Perinatology Research Branch, Eunice Kennedy Shriver National Institute of Child Health and Human Development/National Institutes of Health/Department of Health and Human Services, Bethesda, MD, USA.
Am J Obstet Gynecol. 2013 Apr;208(4):310.e1-310.e11. doi: 10.1016/j.ajog.2013.01.017. Epub 2013 Jan 17.
Massive perivillous fibrin deposition (MPFD) is associated with serious complications of pregnancy including recurrent spontaneous abortion, fetal growth restriction, and fetal demise. The aim of this study was to determine whether maternal plasma concentrations of angiogenic/antiangiogenic factors in MPFD differ from those of uncomplicated pregnancies.
This retrospective longitudinal case-control study included MPFD cases (n = 10) and control patients (n = 175) with uncomplicated pregnancies who were enrolled in a longitudinal study and delivered at term. Serial plasma concentrations of placental growth factor (PlGF), soluble endoglin (sEng), and soluble vascular endothelial growth factor receptor (sVEGFR)-1 and -2 were determined by an enzyme-linked immunosorbent assay (cases, n = 28 samples; controls, n = 723 samples). Individual analyte concentrations were averaged across gestational age at specimen collection intervals. Linear mixed models were used to test for differences in log-transformed mean analyte concentrations both overall and as a function of time.

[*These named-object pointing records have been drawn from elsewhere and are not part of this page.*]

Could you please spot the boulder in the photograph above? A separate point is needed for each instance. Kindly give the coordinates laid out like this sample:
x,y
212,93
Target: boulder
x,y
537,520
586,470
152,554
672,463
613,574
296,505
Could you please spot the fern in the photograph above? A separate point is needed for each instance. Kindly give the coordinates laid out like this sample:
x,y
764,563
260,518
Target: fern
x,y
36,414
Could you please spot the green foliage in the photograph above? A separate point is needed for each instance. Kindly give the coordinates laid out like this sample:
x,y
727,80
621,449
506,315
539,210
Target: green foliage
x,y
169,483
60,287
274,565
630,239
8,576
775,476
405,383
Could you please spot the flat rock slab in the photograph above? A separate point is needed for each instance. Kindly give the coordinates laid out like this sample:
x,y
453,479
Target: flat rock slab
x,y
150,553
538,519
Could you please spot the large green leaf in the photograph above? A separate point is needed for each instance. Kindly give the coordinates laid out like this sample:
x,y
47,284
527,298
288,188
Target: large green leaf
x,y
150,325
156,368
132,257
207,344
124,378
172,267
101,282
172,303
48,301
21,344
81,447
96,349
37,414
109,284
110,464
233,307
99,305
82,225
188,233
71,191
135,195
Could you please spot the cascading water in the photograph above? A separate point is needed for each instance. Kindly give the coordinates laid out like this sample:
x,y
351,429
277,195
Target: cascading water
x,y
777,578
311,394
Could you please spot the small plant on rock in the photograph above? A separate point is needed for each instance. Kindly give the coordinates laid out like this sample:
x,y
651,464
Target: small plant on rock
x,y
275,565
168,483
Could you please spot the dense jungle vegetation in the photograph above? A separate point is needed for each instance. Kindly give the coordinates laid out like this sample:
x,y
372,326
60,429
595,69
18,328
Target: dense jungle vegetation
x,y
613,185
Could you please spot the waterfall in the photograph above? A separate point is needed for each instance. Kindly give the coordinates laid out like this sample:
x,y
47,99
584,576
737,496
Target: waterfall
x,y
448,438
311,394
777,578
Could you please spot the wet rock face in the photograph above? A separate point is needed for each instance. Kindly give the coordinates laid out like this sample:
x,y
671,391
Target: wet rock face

The following results were found: (1) patients with MPFD had a lower mean plasma PlGF concentration (P = .03) and higher mean plasma concentrations of sVEGFR-1 and sEng (both P < .01) than controls, adjusted for potential confounders; (2) the mean plasma concentration of PlGF differed further among cases and controls as a function of gestational age interval (P < .0001); however, mean sVEGFR-1 and sEng group differences as a function of gestational age interval approached but did not reach significance (P = .09 and P = .11, respectively); (3) patients with MPFD had lower mean plasma concentrations of PlGF/sVEGFR-1 (P < .0001) and PlGF/sEng (P < .001): both of these relationships differed further as a function of gestational age interval (both P < .0001); and (4) differences in mean sVEGFR-1, sEng, and the ratios of PlGF to sVEGFR-1 and PlGF to sEng were observed before 20 weeks of gestation.
An imbalance of angiogenic/antiangiogenic factors is present in patients with MPFD prior to the diagnosis. We propose that these changes participate in the mechanisms responsible for adverse pregnancy outcomes in patients with MPFD.
绒毛膜外大量纤维蛋白沉积(MPFD)与妊娠的严重并发症有关,包括复发性自然流产、胎儿生长受限和胎儿死亡。本研究的目的是确定 MPFD 产妇血浆中血管生成/抗血管生成因子的浓度是否与无并发症的妊娠不同。
本回顾性纵向病例对照研究纳入了 10 例 MPFD 病例(病例组)和 175 例无并发症的对照患者(对照组),这些患者参与了一项纵向研究并在足月时分娩。通过酶联免疫吸附试验(病例组:n=28 个样本;对照组:n=723 个样本)测定胎盘生长因子(PlGF)、可溶性内皮因子(sEng)和可溶性血管内皮生长因子受体(sVEGFR)-1 和 -2 的血浆浓度。在标本采集间隔时间内,将个体分析物浓度取平均值。使用线性混合模型检验对数转换后的平均分析物浓度的总体差异以及作为时间函数的差异。
发现以下结果:(1)与对照组相比,MPFD 患者的平均血浆 PlGF 浓度较低(P=0.03),sVEGFR-1 和 sEng 的平均血浆浓度较高(均 P<0.01),调整了潜在的混杂因素;(2)PlGF 的平均血浆浓度在病例组和对照组之间进一步随妊娠间隔时间的不同而不同(P<0.0001);然而,sVEGFR-1 和 sEng 组之间的差异随妊娠间隔时间的不同接近但未达到显著性(P=0.09 和 P=0.11);(3)MPFD 患者的平均血浆 PlGF/sVEGFR-1(P<0.0001)和 PlGF/sEng(P<0.001)浓度较低:这两种关系进一步随妊娠间隔时间的不同而不同(均 P<0.0001);(4)在 20 周妊娠之前,观察到平均 sVEGFR-1、sEng 和 PlGF 与 sVEGFR-1 和 PlGF 与 sEng 的比值存在差异。
在 MPFD 患者被诊断之前,就存在血管生成/抗血管生成因子的失衡。我们提出,这些变化参与了 MPFD 患者不良妊娠结局的发生机制。